ANYWAY, there Mary was, preggers, and usually that takes a man to put his sperm inside a woman, but Joseph said he hadn’t done that.

Yes, it takes a man and a woman except when there are two ladies, or two men, or a man and a woman whose bodies don’t work quite right, or a person who wants a baby alone… But we’re talking waaaaaaaaay back in the olden days. People knew so little about science back then that if you made a baking soda volcano, they’d probably stone you as a witch.

Rules were different back then, and Mary could have gotten into a lot of trouble for being pregnant before getting married. Trouble even worse than losing your screen privileges for a week!

I know! That bad! 

“Quiet mother; this is my only god.”

But Joseph loved Mary, so he was all, “Dude, it’s cool,” and he married her, and said he’d love the baby just as if it was his. Joseph was a really great step-dad, because he knew it’s actually love that makes a family, not some weird hangup about genetics.

Genetics? Oh. Uh. You know what, I’ve got a great cartoon to show you that will explain all that after this story is over.

Where was I? Oh yeah! Joseph and Mary got married, and they were going to make a family, and that was pretty great. And in some versions of the story the baby’s bio-dad was God, but that doesn’t really matter, because the person who’s there every day to help raise you is your real daddy, and that was my man Jo there.

So things were going pretty well. Mary was grumpy because the third trimester in the middle east is no joke, but otherwise things were looking up. Unfortunately, the government wanted to do this thing where it counts everybody, so it knows how much it can make in taxes off them, and Joseph wasn’t a local boy, so the couple had to travel to the town he grew up in, Bethlehem, to be counted. Which was really stupid, because they were already in the town Mary was born in, and you’d think they could be counted in either place, but that’s the patriarchy for you.

[No child of mine will get this far in life without already knowing about the patriarchy, so I’m not going to stop to explain that one]

So by the time they get to town, Mary’s about to pop. That baby wants out, and there’s not a lot either of them can do about it. So Joseph runs around town, yelling about how his wife is having his baby, well not his baby, it’s complicated, but a baby that he plans to raise as his own, and after all isn’t that what it’s all about, so maybe he really should just say it’s his baby without any qualifiers…


By this time, people had gotten bored and stopped listening, so they couldn’t get a hotel room. Now, having a baby makes a BIG mess, and takes some serious concentration, so they didn’t want to just hang out on the sidewalk. Jo, thinking fast, remembered a barn they had seen a block back, with plenty of straw to soak up all the blood and mucus.

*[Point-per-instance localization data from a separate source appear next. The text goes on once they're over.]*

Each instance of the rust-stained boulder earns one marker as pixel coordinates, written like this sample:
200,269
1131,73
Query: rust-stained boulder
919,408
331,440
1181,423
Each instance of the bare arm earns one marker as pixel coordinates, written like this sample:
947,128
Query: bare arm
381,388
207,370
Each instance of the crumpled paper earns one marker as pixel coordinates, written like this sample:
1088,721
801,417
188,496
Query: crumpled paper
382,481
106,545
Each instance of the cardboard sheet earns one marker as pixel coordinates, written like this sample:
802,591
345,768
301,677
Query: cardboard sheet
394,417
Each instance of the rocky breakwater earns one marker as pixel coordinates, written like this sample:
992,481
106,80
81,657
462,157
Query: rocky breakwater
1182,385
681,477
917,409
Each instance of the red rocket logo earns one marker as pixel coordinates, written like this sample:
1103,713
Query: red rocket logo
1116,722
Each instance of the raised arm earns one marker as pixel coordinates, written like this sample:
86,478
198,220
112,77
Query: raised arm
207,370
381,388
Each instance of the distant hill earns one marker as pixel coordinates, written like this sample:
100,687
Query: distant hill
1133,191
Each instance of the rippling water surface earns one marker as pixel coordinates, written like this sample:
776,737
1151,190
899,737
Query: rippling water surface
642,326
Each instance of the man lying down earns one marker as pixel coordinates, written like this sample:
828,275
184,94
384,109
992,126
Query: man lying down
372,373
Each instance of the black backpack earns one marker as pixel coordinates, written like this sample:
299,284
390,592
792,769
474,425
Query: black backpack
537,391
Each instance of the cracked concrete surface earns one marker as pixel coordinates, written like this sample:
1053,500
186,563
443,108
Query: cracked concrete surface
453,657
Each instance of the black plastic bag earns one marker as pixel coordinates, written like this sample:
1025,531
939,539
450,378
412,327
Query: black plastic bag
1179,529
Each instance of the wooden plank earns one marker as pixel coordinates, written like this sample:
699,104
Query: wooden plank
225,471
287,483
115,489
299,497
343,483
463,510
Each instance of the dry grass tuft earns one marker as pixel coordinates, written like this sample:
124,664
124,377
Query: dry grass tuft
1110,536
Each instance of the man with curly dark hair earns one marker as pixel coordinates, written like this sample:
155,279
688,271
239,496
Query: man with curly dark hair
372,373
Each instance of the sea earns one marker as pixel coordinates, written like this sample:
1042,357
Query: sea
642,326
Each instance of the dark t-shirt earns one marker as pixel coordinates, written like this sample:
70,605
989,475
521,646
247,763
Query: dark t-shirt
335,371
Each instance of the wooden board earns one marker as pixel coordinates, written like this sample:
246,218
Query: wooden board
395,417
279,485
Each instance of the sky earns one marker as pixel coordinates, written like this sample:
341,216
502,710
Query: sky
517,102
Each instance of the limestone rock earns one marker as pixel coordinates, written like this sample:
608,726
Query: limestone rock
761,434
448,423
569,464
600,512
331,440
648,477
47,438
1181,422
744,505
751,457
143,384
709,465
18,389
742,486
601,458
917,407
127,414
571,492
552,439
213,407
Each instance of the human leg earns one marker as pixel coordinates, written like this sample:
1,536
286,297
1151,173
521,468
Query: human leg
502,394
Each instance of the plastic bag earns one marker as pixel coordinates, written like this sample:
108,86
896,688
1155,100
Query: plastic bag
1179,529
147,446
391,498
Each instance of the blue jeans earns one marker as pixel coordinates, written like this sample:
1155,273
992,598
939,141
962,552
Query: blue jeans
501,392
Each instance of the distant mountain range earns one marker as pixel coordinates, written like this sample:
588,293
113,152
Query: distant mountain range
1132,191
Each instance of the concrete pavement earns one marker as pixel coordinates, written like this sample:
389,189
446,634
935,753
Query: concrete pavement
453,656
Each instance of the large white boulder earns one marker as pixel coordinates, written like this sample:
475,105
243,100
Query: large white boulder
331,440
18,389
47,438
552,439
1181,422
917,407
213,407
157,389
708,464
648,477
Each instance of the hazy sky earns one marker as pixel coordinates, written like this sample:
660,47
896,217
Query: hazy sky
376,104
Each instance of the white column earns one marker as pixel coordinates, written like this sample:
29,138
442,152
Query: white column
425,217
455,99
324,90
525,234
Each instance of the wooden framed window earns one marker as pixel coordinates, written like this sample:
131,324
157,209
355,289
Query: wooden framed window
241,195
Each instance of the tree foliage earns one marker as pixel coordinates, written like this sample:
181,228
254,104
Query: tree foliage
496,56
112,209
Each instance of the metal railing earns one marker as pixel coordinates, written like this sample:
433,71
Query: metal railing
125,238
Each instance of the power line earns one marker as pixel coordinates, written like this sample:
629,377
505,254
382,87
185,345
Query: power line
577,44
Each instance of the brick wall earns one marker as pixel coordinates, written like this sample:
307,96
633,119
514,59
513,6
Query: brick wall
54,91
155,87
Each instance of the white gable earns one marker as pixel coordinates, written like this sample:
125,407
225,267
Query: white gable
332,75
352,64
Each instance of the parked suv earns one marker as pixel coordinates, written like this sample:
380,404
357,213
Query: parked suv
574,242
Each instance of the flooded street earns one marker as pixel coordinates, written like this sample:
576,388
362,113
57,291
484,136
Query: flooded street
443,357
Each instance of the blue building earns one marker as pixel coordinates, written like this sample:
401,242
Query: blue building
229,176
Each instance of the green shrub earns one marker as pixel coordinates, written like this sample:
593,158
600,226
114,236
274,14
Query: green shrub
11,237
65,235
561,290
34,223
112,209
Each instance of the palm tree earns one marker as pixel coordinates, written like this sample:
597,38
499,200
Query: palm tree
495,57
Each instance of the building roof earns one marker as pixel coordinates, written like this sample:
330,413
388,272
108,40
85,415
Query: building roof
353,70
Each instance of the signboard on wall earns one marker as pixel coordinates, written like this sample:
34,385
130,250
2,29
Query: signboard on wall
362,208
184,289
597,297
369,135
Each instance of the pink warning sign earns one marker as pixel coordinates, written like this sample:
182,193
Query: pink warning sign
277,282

So they waddled Mary over as fast as she could go, and she didn’t really care very much at that point where they were, because OW, and then the baby was born. And they were both so happy, and so tired, and so relieved that they thought their hearts would explode. And everyone took a nap, right there in the barn, using a friendly donkey as a pillow.

He wants cuddles!

Later on, that baby grew up, and spent a lot of time telling people to be nice to each other. He was pretty good at talking, so people wrote down what he said, and made it into a book, and since a lot of people still take his advice, we celebrate his birthday every year to remember how crazy his birth story was.

And that’s why we have Christmas!

Why do we have the tree? That’s… for how the barn… was… in a forest…?

Stockings? Because when that baby grew up his feet were really, really big, and it sort of became A Thing, and his nickname was Big Foot, and all his friends were like, “Hey! Big Foot! Good to see you!” So the stockings are in honor of that.

This story has gotten way out of control.

Cookies are important to Christmas because cookies should be important to every holiday, and the ones that don’t include desserts are crap holidays that should be ignored.

Santa was this cool dude raised by fairies and a panther, who led a war against the trolls, and eventually was given the cloak of immortality by the Elf King for being so kick ass. If I remember correctly. 

So there you have it! The real meaning of Christmas! Sweet dreams, my pet, and remember that everything I tell you is always completely accurate.